Any person under the age of 18 is considered a minor. Minors can earn an income from savings in a bank account, fixed deposits or other investments made in their names by their parents. Any income a minor receives is included in the parent’s income. This is known as clubbing of income. Thus the taxes on that income will be paid the same way as the tax on the parent’s income.
Let’s take the case of Alka. Her grandfather gifts her a FD of ₹6 lakh and she earns interest income of ₹45,000 from that. Alka’s father’s income is ₹26 lakh and mother’s income is ₹24 lakh. If the mother and father are both earning, the child’s income will be clubbed with the that of the parent whose income is greater. Hence, Alka’s interest income of ₹45,000 will be added to her father’s income.
However, if the parents are divorced, the minor’s income is added to that of the parent who has custody of the child. It is noteworthy that the parent can claim an exemption of ₹1,500 for each minor child whose income is clubbed.
The taxation is also different in the case of a child who earns from acting, advertisements, etc. There are a few exceptions where the income of minors will be taxed in their own hands instead of clubbing of income. If the minor has earned the income on her skills, i.e., through her knowledge or talent, a separate income tax return shall be filed by the minor’s parent or guardian as representative assessee of such minor. Thus, in the case of child artists, their parents will have to file a separate return of income.
A similar situation will be applicable for children who are winners of TV shows like Little Champ, Master Chef Junior, and others. If the income earned by the minor is through manual work, this kind of income will also be reported in the minor’s return only and will be taxable in his own hands.
Now suppose, Umesh has received ₹12 lakh inheritance from his grandmother’s will. His parents have invested this amount in bonds. Interest on bonds is ₹60,000 per annum. Umesh has a hearing impairment disability. The Income Tax Act has specific provisions for taxation of income of a child who is disabled as per the rules under Section 80U of the Income Tax Act 1961. Such a child’s income will not be clubbed with the parent’s income. In such cases, the minor must have more than 40% disability due to diseases like locomotor disability, hearing impairment, poor vision, mental illness, blindness, etc. Here the income will be reported separately in the child’s return only.

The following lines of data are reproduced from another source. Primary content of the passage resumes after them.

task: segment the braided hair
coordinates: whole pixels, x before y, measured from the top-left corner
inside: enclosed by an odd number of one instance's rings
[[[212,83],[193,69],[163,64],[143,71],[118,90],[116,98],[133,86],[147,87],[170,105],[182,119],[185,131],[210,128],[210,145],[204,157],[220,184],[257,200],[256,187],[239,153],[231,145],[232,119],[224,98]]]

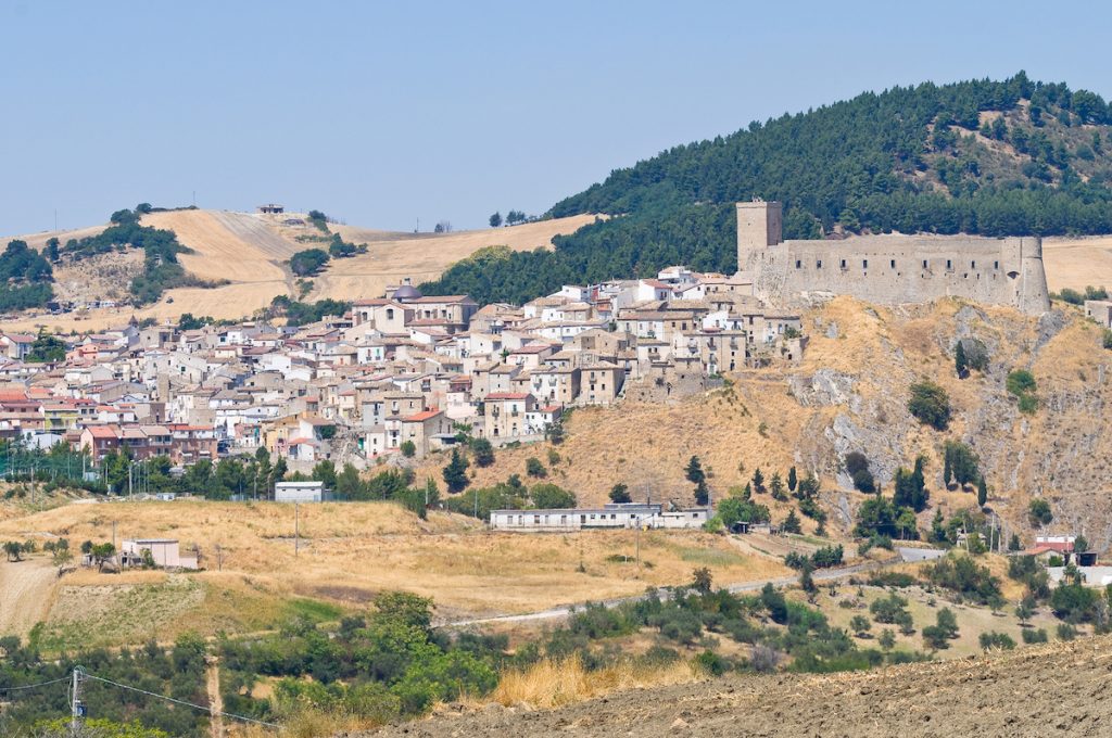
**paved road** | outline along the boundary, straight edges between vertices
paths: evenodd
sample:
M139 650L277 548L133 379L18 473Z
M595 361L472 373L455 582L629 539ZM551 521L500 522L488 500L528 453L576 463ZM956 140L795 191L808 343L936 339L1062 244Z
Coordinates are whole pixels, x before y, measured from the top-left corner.
M836 569L818 569L812 574L812 578L815 581L833 581L835 579L843 579L845 577L852 577L855 574L861 574L863 571L872 571L874 569L880 569L883 567L892 566L895 564L902 564L902 559L896 556L891 559L885 559L884 561L865 561L863 564L854 564L853 566L838 567ZM727 585L726 590L733 594L738 592L754 592L759 591L765 585L772 585L773 587L786 587L788 585L794 585L800 580L798 576L790 577L776 577L772 579L757 579L754 581L742 581L734 585ZM668 590L661 589L659 596L662 598L667 598L671 596ZM594 605L602 605L603 607L616 607L624 602L636 602L637 600L645 599L646 595L634 595L633 597L618 597L615 599L599 600L593 602ZM525 612L523 615L496 615L489 618L475 618L471 620L454 620L451 622L440 624L441 628L463 628L466 626L478 626L478 625L489 625L493 622L530 622L534 620L555 620L557 618L566 618L572 614L573 610L582 610L587 602L579 602L577 605L562 605L559 607L549 608L547 610L538 610L537 612Z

One needs to get a certificate for the hearing impairment disability and if it is more than 40%, then the interest income will be taxed in the child’s hands only and since it is below the basic exemption limit, there will be no tax. However, if the hearing impairment is less than 40%, then the interest income will be clubbed in the parent’s income.
Suppose, Kishore has inherited ₹55 lakh from his parents. Both the parents have unfortunately died and Reena is his legal guardian. Reena has invested the inheritance amount in various securities, bonds, etc. and Kishore’s earnings from the investment is ₹4 lakh. How will this be taxed?

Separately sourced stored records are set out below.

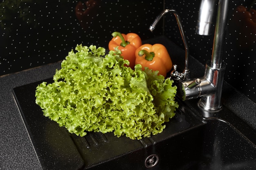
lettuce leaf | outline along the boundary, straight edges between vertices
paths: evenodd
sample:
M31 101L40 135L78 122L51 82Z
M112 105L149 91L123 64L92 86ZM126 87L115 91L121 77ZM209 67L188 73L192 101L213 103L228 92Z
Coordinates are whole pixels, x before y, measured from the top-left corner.
M36 91L44 115L70 133L113 132L139 139L162 132L178 107L173 80L140 65L134 70L118 50L77 45L56 70L54 82Z

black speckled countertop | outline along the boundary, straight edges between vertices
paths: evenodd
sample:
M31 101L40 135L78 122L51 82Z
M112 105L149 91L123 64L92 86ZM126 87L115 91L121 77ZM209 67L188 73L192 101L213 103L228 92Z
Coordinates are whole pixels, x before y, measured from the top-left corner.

In this case, since both parents are deceased, a separate income tax return needs to be filed for Kishore. It is not clubbed with the guardian’s income. Reena will have to register as a ‘representative assessee’ by logging in to the income tax website and uploading the specified documents to prove her credentials. Once the request is approved and she is registered, she can file the income tax returns of the minor.
All the examples are hypothetical.
Nitesh Buddhadev is founder of Nimit Consultancy.